A month after winning Wimbledon, Novak Djokovic will pick up a racquet once again as the world number one plays as top seed in the Montreal Masters, which begins from Monday.
The Serb, who won the first of his three Canadian titles in 2007 in Montreal, also added another in 2011 and a 2012 honour in Toronto to his list of North American success stories.
Since beating Roger Federer — who will not compete next week but will save his energies for the Cincinnati Masters and US Open to follow — Djokovic has seemingly done everything possible to keep his distance from tennis.
He missed the Davis Cup quarter-finals last month to rest and was seen on holiday with the family and on the golf course in and around his base of Monte Carlo.
The 28-year-old had said following Wimbledon that he would be decompressing after a tough first half of the ATP Tour season which yielded four Masters 1000 titles and a third Wimbledon.

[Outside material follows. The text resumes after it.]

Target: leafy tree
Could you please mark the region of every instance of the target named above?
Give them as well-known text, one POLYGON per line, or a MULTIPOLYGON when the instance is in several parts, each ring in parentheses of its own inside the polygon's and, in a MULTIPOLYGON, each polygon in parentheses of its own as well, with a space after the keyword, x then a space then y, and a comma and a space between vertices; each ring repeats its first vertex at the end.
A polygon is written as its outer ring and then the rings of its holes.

“There is no reason not to be satisfied with what I have achieved. In contrary, I’m thrilled and very proud with all the success that I had so far in the career, everything I reached,” Djokovic said after his All England Club success.
“If you would ask me as a 14-year-old back in Serbia trying to find my way, that this is how I’m going to end up at 28, of course I would sign the deal and take it right away.”

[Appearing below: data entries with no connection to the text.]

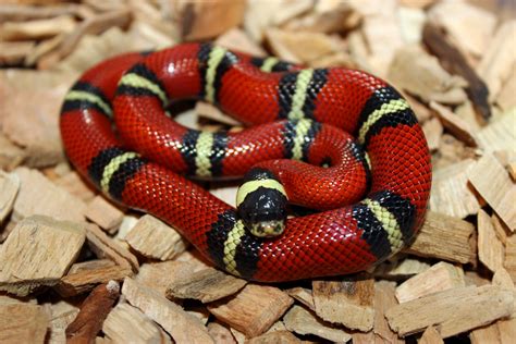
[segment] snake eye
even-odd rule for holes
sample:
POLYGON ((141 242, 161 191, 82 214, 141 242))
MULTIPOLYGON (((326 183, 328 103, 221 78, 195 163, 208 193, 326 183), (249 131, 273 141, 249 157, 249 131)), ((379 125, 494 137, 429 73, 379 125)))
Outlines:
POLYGON ((287 197, 283 185, 272 173, 249 171, 236 193, 238 216, 255 236, 270 237, 283 233, 287 197))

The Serb and the remainder of the leading seeds benefit from first-round byes in the Quebec City whose tennis stadium was carved from what was originally a baseball pitch.
With world number two Federer missing, Andy Murray takes the second seeding, with the Scot trying to put aside an embarrassing opening-match loss in the Washington Open.
He won back-to-back Canadian trophies in 2009 and 2010 but has not been past the quarter-finals since.
Murray is about to join fellow tennis elites Federer and Djokovic as a new father, with British tabloids reporting wife Kim Sears is due to give birth in February.
Stan Wawrinka, the French Open champion, takes the third seeding, with the Swiss now healed from a shoulder injury which bothered him at Wimbledon and forced him from an appearance on home clay in Gstaad.
Japan’s Kei Nishikori, seeded fourth, is in a similar situation after weeks of leg muscle problems which seem to be improving.
Newly married Czech Tomas Berdych is seeded fifth, ahead of US Open winner Marin Cilic.
Rafael Nadal will be on seventh as the Spaniard takes his first tentative steps onto the hard courts which have been so damaging to his body. The Spaniard built up a small store of confidence by winning the Hamburg clay title this month, but that will likely count for little on the gruelling cement.
Canadian Milos Raonic, also returning from injury after foot surgery in May, is seeded eighth and will carry local weight after losing the 2013 final to Nadal and going out to Spain’s Feliciano Lopez last year in the quarters.
French players take four seeding spots, with Gilles Simon on ninth, 2014 holder Jo-Wilfried Tsonga on tenth and Richard Gasquet seeded 11th. Gael Monfils is seeded 15th.
Spain’s David Ferrer withdrew due to a long-running elbow injury which has kept him off court since the week prior to Wimbledon.